Whilst the works, which feature images of people of Asian and Pacific Island heritage, communicate positivity and an upbeat outlook, the accompanying text gives the viewer a different perspective, containing information about the darker context that inspired these pieces, such as “This is our home too”, “I am not your scapegoat”, and “I did not make you sick”, the latter slogan reflecting the targeting of people of Asian heritage, on the unfounded basis that they are primarily responsible for spreading COVID-19.
Ms. Phingbodhipakkiya says that the figures portrayed in the posters and murals represent “resilient, hopeful guardians, in the face of these horrible attacks against our community. They lift us up as guardians, keeping us safe, encouraging us to stand up for our rights”.
Art and human rights
The public art exhibition has been praised by UN Human Rights Minority fellow, Derrick León Washington, a New York-based cultural anthropologist, dancer and curator, who believes that art is crucial to promoting human rights: “art like Amanda’s is an important way to start difficult conversations. It is connected to lived experiences, and helps us to reach and touch different communities.”
The artworks, says Mr. Washington, “speak to the defiance of Asian-Americans in the face of anti-Asian violence.

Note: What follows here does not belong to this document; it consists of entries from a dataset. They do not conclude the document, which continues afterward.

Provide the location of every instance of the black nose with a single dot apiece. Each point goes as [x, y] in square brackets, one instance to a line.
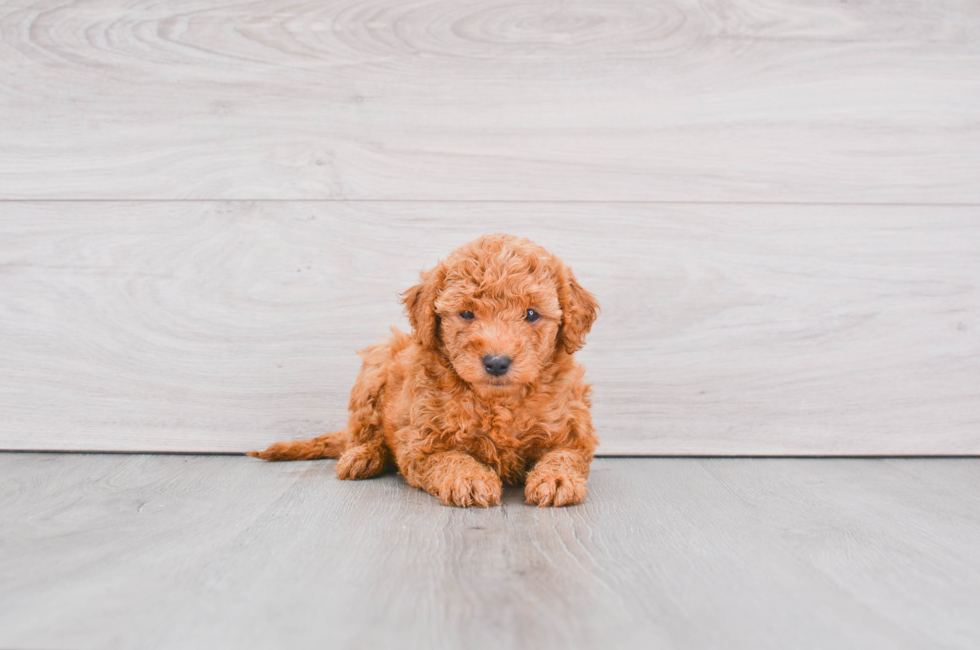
[496, 365]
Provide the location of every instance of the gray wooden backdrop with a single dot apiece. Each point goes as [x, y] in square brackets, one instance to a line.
[206, 206]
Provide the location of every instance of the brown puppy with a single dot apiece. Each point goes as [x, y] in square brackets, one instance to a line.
[485, 389]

However, this is not just a New York or US story, and the UN Secretary General has expressed “profound concern” over the rise in similar attacks worldwide.”
“Racism against Asians and Pacific Islanders is not a new phenomenon”, says Carmelyn Malalis, chairperson of the New York City Commission on Human Rights. “We all have stories from our youth, but it’s true that last year was particularly bad, because of the pandemic.”

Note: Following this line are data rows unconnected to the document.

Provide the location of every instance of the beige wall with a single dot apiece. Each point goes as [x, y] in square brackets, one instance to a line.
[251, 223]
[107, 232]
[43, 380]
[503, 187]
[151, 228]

Ms. Malalis points out that increased levels of anti-Asian hate took place in the context of a rise in all forms of racism, in New York and beyond. “In the past year the Black Lives Matter movement has been fighting against anti-black, and now anti-asian, antisemitic and other forms of xenophobia. This is a highly diverse city, and we want to see solidarity between all of our different communities”.
May we know our own strength
At the same time as the “I Still Believe in This City” artworks were being displayed in New York City, Ms. Phingbodhipakkiya launched another, more sombre piece, also in collaboration with the NYC Commission on Human Rights, entitled “May we know our own strength”. It grew out her reaction to a mass shooting in March 2021, which resulted in the death of eight people, six of whom were women of Asian descent.
“This installation slowly developed from shared stories of violence against Asian-Americans and Pacific Islanders (AAPI), but was open to anyone going through something difficult; it was a space for them to lay down their burden”.
Survivors of assault and other forms of abuse anonymously posted their stories, often deeply personal and harrowing, to an online submission form. Each submission activated a printer in the storefront, which relayed the stories onto ribbons of paper, whilst activating an incandescent lightbulb. Ms. Phingbodhipakkiya then weaved the stories into intricate hanging sculptures.
The artist says that she hopes the exhibition helped to transform the pain and loss of each story into “a new pathway for peace and gentleness, and a new way forward.
“So often”, she adds “when we see atrocious acts, we turn away. But, by shutting the door on others, we shut the door on our own humanity. Art can bring it back.”